Often at Thanksgiving it’s typical to take turns around the table and share your gratitude. We Gallaghers aren’t usually mushy or gushy at mealtimes.

At my parent’s for Thanksgiving we did the sharing around the table this year. We aren’t mushy or gushy as Tippers either, so I had no idea how mushy and gushy it would get. My heart was a little puddle at the bottom of my rib cage, it just melted by the end of it.

The day after Thanksgiving is always at my parent’s house. It was just my folks, my sister Leslie and the four of us. James went first with his sharing. His gratitude list was long and I was very glad that I was on it.  I was surprised he didn’t mention my fabulous ability to be right all the time, but he did say I was a good mom. He didn’t mention my housekeeping abilities, which is good since he probably isn’t thankful for that since it’s not very good. And I’m not sure why he didn’t thank me for all the times I save him money with the shopping I do. When something is an extra 50% off, it’s like they are paying me to buy it.

Everyone had the usual list of thanks for good health, family, home, food, etc…

This was Owen’s turn:

“I’m thankful for this great country. I get freedoms in my country. I’m happy to be part of this family…(pause…then he locks eyes with me, tears well in his eyes) I’m thankful for my mom and I just love…

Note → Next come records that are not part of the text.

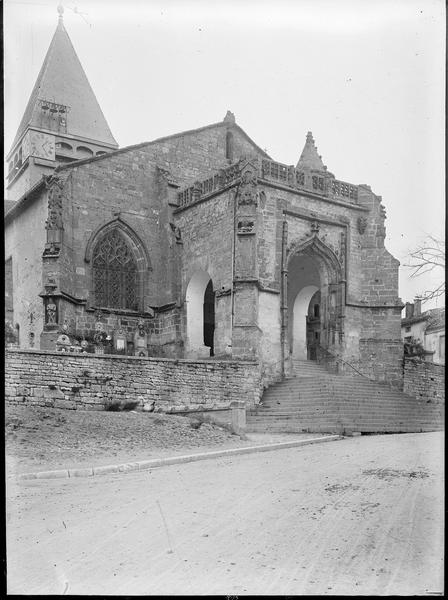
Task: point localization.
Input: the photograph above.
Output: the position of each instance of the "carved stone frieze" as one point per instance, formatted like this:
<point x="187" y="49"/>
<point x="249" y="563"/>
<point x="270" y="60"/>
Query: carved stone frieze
<point x="362" y="224"/>
<point x="247" y="189"/>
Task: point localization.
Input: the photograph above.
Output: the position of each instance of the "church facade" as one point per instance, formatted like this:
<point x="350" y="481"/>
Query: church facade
<point x="197" y="245"/>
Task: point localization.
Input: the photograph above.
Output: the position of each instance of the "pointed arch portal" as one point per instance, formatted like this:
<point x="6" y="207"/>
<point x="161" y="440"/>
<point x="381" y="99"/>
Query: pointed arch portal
<point x="314" y="298"/>
<point x="200" y="313"/>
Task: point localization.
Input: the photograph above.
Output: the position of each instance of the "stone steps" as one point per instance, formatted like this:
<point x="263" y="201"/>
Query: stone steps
<point x="318" y="401"/>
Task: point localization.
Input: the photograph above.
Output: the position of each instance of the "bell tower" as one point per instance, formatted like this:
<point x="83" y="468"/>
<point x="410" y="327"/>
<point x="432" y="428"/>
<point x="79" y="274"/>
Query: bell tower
<point x="62" y="122"/>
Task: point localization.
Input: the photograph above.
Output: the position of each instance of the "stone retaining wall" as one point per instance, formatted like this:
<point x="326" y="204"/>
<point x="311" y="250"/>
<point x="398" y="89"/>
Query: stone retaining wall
<point x="39" y="378"/>
<point x="424" y="379"/>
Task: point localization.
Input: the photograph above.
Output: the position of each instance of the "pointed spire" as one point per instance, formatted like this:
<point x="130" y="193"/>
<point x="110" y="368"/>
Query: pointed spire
<point x="229" y="118"/>
<point x="62" y="80"/>
<point x="309" y="158"/>
<point x="61" y="14"/>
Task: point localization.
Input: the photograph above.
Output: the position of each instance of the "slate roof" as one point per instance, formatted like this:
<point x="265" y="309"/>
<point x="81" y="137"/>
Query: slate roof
<point x="62" y="80"/>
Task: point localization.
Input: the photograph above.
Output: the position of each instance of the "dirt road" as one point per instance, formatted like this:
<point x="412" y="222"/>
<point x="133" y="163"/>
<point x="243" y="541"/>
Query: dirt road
<point x="357" y="516"/>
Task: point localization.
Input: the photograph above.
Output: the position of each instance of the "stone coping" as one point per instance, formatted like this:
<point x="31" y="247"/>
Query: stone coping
<point x="85" y="355"/>
<point x="144" y="465"/>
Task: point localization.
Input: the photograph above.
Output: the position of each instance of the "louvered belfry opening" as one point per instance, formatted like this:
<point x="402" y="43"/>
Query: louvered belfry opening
<point x="115" y="274"/>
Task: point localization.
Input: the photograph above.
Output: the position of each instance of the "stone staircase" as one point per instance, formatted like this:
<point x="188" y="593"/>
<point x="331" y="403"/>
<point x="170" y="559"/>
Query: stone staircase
<point x="315" y="400"/>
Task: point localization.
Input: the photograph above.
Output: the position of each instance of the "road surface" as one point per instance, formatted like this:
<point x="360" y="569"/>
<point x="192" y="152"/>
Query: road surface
<point x="358" y="516"/>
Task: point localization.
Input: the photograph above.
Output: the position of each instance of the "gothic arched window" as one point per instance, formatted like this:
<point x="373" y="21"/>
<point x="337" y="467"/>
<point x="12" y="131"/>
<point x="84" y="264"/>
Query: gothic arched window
<point x="115" y="273"/>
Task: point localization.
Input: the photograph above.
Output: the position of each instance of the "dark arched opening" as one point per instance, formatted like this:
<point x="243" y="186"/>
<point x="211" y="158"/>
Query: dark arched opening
<point x="209" y="317"/>
<point x="229" y="145"/>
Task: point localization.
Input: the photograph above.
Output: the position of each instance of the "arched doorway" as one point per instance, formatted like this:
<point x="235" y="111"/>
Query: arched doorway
<point x="209" y="317"/>
<point x="200" y="313"/>
<point x="301" y="336"/>
<point x="304" y="284"/>
<point x="314" y="300"/>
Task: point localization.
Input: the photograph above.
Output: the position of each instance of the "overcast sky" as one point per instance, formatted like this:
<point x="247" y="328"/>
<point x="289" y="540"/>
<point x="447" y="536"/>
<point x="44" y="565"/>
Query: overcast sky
<point x="367" y="77"/>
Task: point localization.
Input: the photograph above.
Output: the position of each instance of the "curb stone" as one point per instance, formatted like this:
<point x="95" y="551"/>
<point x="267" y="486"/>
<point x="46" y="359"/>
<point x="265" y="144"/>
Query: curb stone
<point x="144" y="465"/>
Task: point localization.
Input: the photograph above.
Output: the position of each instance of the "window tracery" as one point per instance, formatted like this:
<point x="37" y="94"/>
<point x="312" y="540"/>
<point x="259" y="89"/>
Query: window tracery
<point x="115" y="273"/>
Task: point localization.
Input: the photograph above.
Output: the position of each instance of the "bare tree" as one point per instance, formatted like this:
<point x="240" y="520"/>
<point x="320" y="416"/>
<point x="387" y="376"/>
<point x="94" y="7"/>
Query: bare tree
<point x="426" y="257"/>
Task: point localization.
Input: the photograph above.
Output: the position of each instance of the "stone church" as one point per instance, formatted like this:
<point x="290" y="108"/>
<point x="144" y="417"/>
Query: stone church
<point x="196" y="245"/>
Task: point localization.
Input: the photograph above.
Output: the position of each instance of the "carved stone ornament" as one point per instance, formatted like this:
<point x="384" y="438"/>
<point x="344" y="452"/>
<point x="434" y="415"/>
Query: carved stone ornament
<point x="51" y="312"/>
<point x="343" y="246"/>
<point x="362" y="224"/>
<point x="177" y="233"/>
<point x="247" y="190"/>
<point x="246" y="226"/>
<point x="315" y="227"/>
<point x="55" y="197"/>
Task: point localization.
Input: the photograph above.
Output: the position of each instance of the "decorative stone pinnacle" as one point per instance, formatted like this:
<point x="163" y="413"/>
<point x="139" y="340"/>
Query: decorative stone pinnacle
<point x="229" y="118"/>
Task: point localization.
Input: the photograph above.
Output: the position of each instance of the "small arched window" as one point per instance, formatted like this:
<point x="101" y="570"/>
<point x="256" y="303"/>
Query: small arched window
<point x="115" y="273"/>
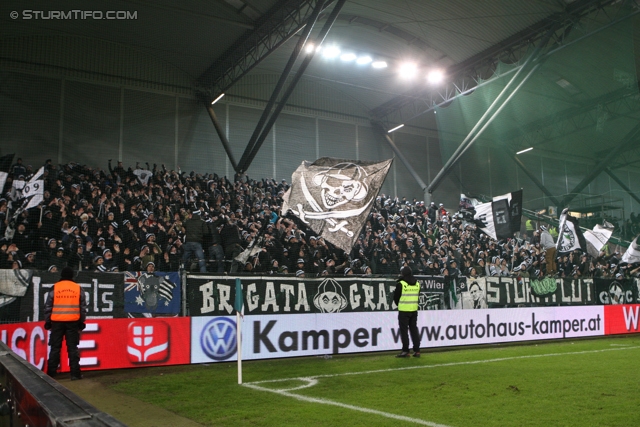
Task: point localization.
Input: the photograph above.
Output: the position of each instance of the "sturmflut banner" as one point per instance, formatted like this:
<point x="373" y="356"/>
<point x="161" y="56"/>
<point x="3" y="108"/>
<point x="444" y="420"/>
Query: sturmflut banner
<point x="276" y="336"/>
<point x="334" y="196"/>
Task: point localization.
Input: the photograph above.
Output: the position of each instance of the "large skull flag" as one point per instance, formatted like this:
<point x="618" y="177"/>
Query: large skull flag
<point x="334" y="196"/>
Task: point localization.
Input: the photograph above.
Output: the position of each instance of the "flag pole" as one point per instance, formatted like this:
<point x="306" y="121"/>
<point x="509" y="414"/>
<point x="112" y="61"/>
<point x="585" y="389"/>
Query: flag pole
<point x="239" y="303"/>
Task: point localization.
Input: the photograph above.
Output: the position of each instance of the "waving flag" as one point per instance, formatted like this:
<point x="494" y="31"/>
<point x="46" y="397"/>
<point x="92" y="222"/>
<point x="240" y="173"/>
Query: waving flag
<point x="5" y="166"/>
<point x="334" y="196"/>
<point x="570" y="237"/>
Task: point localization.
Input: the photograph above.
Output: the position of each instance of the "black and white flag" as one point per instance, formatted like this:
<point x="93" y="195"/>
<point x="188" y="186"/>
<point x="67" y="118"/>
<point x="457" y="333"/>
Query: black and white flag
<point x="5" y="166"/>
<point x="493" y="219"/>
<point x="632" y="255"/>
<point x="34" y="189"/>
<point x="570" y="237"/>
<point x="515" y="208"/>
<point x="334" y="196"/>
<point x="597" y="238"/>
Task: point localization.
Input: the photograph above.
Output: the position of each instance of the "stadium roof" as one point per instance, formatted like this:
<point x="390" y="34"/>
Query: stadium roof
<point x="229" y="45"/>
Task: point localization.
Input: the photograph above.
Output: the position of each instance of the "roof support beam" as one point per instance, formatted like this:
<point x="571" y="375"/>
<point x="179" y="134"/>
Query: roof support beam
<point x="629" y="139"/>
<point x="283" y="78"/>
<point x="466" y="76"/>
<point x="331" y="19"/>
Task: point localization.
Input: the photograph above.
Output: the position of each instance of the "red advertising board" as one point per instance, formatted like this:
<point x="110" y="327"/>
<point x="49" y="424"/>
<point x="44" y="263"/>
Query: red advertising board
<point x="621" y="319"/>
<point x="109" y="343"/>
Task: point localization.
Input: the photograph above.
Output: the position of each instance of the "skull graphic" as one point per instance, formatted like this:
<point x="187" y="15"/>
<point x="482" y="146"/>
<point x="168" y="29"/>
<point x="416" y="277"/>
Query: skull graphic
<point x="343" y="183"/>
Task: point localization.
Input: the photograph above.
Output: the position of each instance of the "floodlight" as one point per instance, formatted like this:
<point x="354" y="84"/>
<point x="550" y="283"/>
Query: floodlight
<point x="348" y="57"/>
<point x="331" y="52"/>
<point x="364" y="60"/>
<point x="408" y="70"/>
<point x="435" y="76"/>
<point x="395" y="128"/>
<point x="217" y="99"/>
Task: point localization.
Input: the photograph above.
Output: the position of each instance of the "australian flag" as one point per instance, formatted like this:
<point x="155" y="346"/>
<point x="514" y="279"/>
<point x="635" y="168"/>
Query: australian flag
<point x="157" y="293"/>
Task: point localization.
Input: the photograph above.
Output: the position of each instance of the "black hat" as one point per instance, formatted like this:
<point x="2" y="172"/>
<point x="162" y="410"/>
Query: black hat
<point x="67" y="273"/>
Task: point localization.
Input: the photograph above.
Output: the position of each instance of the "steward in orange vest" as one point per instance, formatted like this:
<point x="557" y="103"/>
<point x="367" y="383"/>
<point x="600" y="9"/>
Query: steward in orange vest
<point x="65" y="313"/>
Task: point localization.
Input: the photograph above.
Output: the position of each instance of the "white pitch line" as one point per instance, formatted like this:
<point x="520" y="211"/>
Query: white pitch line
<point x="441" y="365"/>
<point x="313" y="380"/>
<point x="344" y="405"/>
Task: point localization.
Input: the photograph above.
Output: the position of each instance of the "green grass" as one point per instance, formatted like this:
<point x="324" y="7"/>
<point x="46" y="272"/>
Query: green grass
<point x="574" y="383"/>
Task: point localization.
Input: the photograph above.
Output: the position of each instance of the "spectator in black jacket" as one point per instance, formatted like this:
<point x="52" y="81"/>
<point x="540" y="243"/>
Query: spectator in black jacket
<point x="195" y="230"/>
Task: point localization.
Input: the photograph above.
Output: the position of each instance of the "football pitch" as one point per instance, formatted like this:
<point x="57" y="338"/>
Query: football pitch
<point x="590" y="382"/>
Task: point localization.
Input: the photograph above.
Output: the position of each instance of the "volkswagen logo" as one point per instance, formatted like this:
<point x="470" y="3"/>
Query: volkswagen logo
<point x="218" y="339"/>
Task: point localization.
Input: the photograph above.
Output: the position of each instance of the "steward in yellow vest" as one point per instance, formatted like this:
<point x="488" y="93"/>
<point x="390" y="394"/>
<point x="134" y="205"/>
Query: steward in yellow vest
<point x="407" y="297"/>
<point x="65" y="313"/>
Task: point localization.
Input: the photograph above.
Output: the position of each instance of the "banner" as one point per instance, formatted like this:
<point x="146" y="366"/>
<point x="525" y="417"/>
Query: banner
<point x="570" y="236"/>
<point x="215" y="295"/>
<point x="614" y="291"/>
<point x="157" y="293"/>
<point x="597" y="238"/>
<point x="334" y="196"/>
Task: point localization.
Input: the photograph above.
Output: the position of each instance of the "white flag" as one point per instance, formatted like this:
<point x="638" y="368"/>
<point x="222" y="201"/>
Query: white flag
<point x="34" y="189"/>
<point x="570" y="237"/>
<point x="597" y="238"/>
<point x="143" y="175"/>
<point x="632" y="254"/>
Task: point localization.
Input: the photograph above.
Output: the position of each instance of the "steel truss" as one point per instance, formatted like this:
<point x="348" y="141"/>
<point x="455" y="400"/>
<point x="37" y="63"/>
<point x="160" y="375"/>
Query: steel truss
<point x="276" y="27"/>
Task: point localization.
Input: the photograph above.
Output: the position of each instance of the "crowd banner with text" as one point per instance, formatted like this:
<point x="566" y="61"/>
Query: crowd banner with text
<point x="215" y="295"/>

…he  rubs his eyes because they are tearing up, he can’t even finish his sentence, he’s choking up. Then tears well in MY eyes. He chokes out, “I’m so happy…”

At this time, everyone at the table has tears rolling down their cheeks. Emma looks at me and mouths, “aww.”  We had several minutes of wiping tears and trying to say how thankful we are but had a hard time speaking because we were so emotional.  We dried our eyes and finished our sharing. Of course I gave him hugs and kisses and tried not to embarrass him. What I wanted to do was squeeze him and smother him and tell him he’s the best boy in the whole entire world, (no offense Emma, but he’s totally scoring)  but that would’ve made him feel self conscious and would ruin the moment. So I played it cool and whispered in his ear how happy I am too.

Later when we were leaving at the end of the night, he said, “Mom, I have never had the happy cry before until tonight. Now I know what it is.”

I know the parent/child relationship isn’t always idyllic. Ten years from now he might crash the car and walk away unscathed, only for me to strangle him. Or maybe he’ll drop out of one of his college classes. Who knows. Times change.

But this Thanksgiving, I was the luckiest mom in the whole world, and for that, I am most grateful.